# A fastai implementation for the CommonLit Readability Contest

In this knowledge contest, we are trying to predict the readability for a passage of text.

**Version History**
* *Version 1* - Getting the notebook setup, importing basic modules, reading the dataset, building a simple model, evaluate results, submission using pretrained language model only'
* *Version 2* - Internet off :)
* *Version 3* - Integrating [my own dataset](https://www.kaggle.com/abee82/fastai-wikitext-wt103-pretrained-model) to pull in the WikiText-103 pretained model for `fastai`
* *Version 4* - Fixed submision file
* *Version 5* - Added fine tuned model submission

## Background

@TODO: update

### For beginners forking this notebook

I highly suggest for anyone interested in solving problems like this to look into the course by Sylvain Gugger and Jeremy Howard. They spent a lot of time building `fastai` into a great library for accessing the latest deep learning techniques.

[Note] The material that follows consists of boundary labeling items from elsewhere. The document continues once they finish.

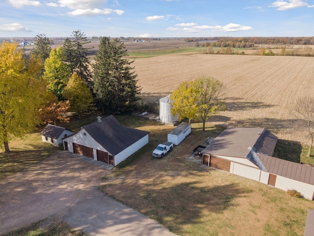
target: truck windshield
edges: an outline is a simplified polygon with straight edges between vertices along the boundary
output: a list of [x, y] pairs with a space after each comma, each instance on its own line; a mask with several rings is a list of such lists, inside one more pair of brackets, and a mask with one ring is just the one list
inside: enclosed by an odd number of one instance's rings
[[160, 150], [160, 151], [163, 151], [163, 148], [160, 146], [157, 146], [157, 148], [156, 148], [156, 149], [157, 150]]

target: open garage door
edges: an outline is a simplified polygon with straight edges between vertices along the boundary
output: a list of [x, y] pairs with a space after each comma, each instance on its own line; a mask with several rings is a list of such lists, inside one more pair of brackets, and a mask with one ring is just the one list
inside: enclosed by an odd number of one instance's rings
[[97, 150], [97, 160], [105, 162], [109, 164], [109, 157], [108, 156], [108, 152], [105, 151]]
[[214, 168], [222, 170], [223, 171], [230, 172], [230, 161], [218, 158], [214, 156], [210, 156], [209, 160], [209, 166]]
[[94, 159], [93, 148], [78, 144], [73, 144], [73, 152]]

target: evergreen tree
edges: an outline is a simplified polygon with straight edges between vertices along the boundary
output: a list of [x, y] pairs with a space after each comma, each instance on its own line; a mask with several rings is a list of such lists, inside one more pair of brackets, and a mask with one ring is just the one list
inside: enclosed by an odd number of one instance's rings
[[51, 47], [49, 45], [49, 38], [47, 37], [45, 34], [37, 34], [34, 41], [36, 42], [36, 47], [34, 48], [31, 54], [36, 57], [40, 57], [44, 64], [46, 59], [49, 57], [51, 51]]
[[131, 65], [132, 61], [123, 58], [127, 52], [120, 39], [104, 37], [101, 41], [93, 68], [94, 92], [103, 113], [131, 110], [139, 99], [137, 75]]
[[70, 64], [72, 74], [76, 73], [91, 88], [92, 75], [89, 69], [90, 62], [87, 55], [88, 51], [92, 48], [85, 48], [84, 45], [90, 43], [85, 34], [80, 30], [74, 31], [71, 38], [67, 38], [63, 44], [64, 61]]

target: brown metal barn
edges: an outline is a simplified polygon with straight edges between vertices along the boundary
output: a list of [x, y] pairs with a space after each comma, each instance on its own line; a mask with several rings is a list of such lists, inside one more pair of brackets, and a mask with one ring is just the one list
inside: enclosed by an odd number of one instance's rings
[[271, 156], [277, 140], [264, 128], [229, 128], [203, 150], [202, 163], [313, 200], [313, 167]]

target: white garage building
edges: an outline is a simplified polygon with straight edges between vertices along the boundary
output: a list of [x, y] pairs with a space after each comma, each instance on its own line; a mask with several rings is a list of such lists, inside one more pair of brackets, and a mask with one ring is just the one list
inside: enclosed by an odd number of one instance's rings
[[148, 132], [123, 126], [112, 115], [98, 118], [63, 139], [64, 149], [115, 166], [148, 143]]

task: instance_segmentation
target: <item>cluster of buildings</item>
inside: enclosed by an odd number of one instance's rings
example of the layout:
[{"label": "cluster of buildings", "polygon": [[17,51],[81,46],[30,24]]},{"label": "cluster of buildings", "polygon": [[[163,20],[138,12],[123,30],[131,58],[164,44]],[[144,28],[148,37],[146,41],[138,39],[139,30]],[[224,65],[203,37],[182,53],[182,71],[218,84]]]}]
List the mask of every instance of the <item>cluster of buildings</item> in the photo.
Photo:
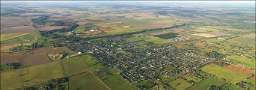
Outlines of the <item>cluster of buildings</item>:
[{"label": "cluster of buildings", "polygon": [[[118,69],[121,71],[119,75],[133,85],[159,76],[189,72],[213,61],[189,50],[167,46],[142,47],[122,38],[75,42],[66,47],[72,51],[87,53],[103,65]],[[166,71],[163,69],[166,65],[175,68]]]}]

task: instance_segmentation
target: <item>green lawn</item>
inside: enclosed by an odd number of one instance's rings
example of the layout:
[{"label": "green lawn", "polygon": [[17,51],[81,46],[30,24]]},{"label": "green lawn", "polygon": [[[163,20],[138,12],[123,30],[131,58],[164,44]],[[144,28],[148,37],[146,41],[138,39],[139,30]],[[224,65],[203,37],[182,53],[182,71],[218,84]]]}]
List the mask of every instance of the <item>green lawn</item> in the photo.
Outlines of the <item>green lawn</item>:
[{"label": "green lawn", "polygon": [[248,67],[255,68],[255,60],[249,59],[246,57],[242,57],[239,56],[229,56],[226,59],[228,61],[232,61],[234,63],[241,64]]},{"label": "green lawn", "polygon": [[224,78],[236,83],[242,81],[248,75],[236,72],[214,64],[210,64],[201,68],[202,71],[215,74],[219,79]]},{"label": "green lawn", "polygon": [[183,90],[192,86],[192,85],[181,78],[169,82],[168,84],[178,90]]},{"label": "green lawn", "polygon": [[58,62],[2,72],[1,73],[1,89],[33,86],[63,76]]},{"label": "green lawn", "polygon": [[188,90],[199,90],[204,89],[207,90],[209,89],[209,87],[211,85],[215,85],[220,86],[224,84],[225,82],[214,79],[212,77],[208,77],[205,80],[201,81],[194,86],[189,88]]}]

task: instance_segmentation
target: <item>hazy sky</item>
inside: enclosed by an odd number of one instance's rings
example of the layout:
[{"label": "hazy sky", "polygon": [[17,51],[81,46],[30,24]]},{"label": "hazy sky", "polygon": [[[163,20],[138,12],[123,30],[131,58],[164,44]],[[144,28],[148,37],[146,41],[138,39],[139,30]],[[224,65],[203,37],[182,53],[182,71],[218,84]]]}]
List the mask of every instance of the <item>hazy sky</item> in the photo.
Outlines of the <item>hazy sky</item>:
[{"label": "hazy sky", "polygon": [[[88,2],[87,1],[1,1],[1,2]],[[229,3],[255,3],[255,1],[104,1],[104,2],[229,2]],[[89,1],[101,2],[101,1]]]}]

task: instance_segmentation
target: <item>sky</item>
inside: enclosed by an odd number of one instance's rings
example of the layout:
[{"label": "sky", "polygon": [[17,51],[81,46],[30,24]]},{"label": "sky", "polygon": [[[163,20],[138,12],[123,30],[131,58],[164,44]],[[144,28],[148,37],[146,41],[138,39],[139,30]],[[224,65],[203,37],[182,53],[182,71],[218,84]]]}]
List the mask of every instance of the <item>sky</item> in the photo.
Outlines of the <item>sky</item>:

[Practical Deep Learning for Coders](https://course.fast.ai/)

# Setup

In [None]:
%reload_ext autoreload
%autoreload 2
%matplotlib inline

In [None]:
%time
from fastai.text.all import *

In [None]:
INPUT_DIR = Path("../input/commonlitreadabilityprize")
INPUT_DIR.ls()

In [None]:
WORKING_DIR = Path("./")

In [None]:
train_df = pd.read_csv(INPUT_DIR / 'train.csv')
test_df = pd.read_csv(INPUT_DIR / 'test.csv')

In [None]:
train_df.head()

In [None]:
# # Making pretrained weights work without needing to find the default filename
# if not os.path.exists('/root/.cache/torch/hub/checkpoints/'):
#         os.makedirs('/root/.cache/torch/hub/checkpoints/')
# !cp '../input/resnet50/resnet50.pth' '/root/.cache/torch/hub/checkpoints/resnet50-19c8e357.pth'

In [None]:
!mkdir -p ~/.fastai/models/

!cp -R ../input/fastai-wikitext-wt103-pretrained-model/* ~/.fastai/models/

# Utilize out of the box language model from `fastai`

In [None]:
dls_class = DataBlock(blocks=(TextBlock.from_df('excerpt', seq_len=256), RegressionBlock),
                      get_x=ColReader('text'),
                      get_y=ColReader('target'),
                      splitter=RandomSplitter())

In [None]:
dls = dls_class.dataloaders(train_df, bs=64)

In [None]:
dls.show_batch()

In [None]:
learn = text_classifier_learner(dls, AWD_LSTM, drop_mult=0.5, metrics=rmse)

In [None]:
lrs = learn.lr_find()

In [None]:
lrs

In [None]:
cbs = [
#     ShowGraphCallback(),
#     GradientAccumulation(),
    MixedPrecision(),
    SaveModelCallback(monitor='_rmse', comp=np.less, min_delta=0.01),
#     ReduceLROnPlateau(monitor='rmse', comp=np.less, min_delta=0.001, patience=2),
#     MixUp(0.4),
    EarlyStoppingCallback(monitor='_rmse', comp=np.less, min_delta=0.01, patience=3),
#     GradientClip(0.1),
      ]

In [None]:
learn.fine_tune(20, lrs.lr_min/2, cbs=cbs)

In [None]:
learn.show_results()

In [None]:
learn.save('pretrained_LM')

## Pretrained LM Submission

In [None]:
SAMPLE_SUBMISSION = pd.read_csv(INPUT_DIR / 'sample_submission.csv')

In [None]:
SAMPLE_SUBMISSION.head()

In [None]:
test_dl = learn.dls.test_dl(test_df.excerpt)

In [None]:
preds = learn.get_preds(dl=test_dl, with_decoded=True)
preds = preds[2].tolist()
preds = [x for l in preds for x in l]

In [None]:
preds

In [None]:
SAMPLE_SUBMISSION['target'] = preds

In [None]:
SAMPLE_SUBMISSION.head()

In [None]:
SAMPLE_SUBMISSION.to_csv('submission.csv', index=False)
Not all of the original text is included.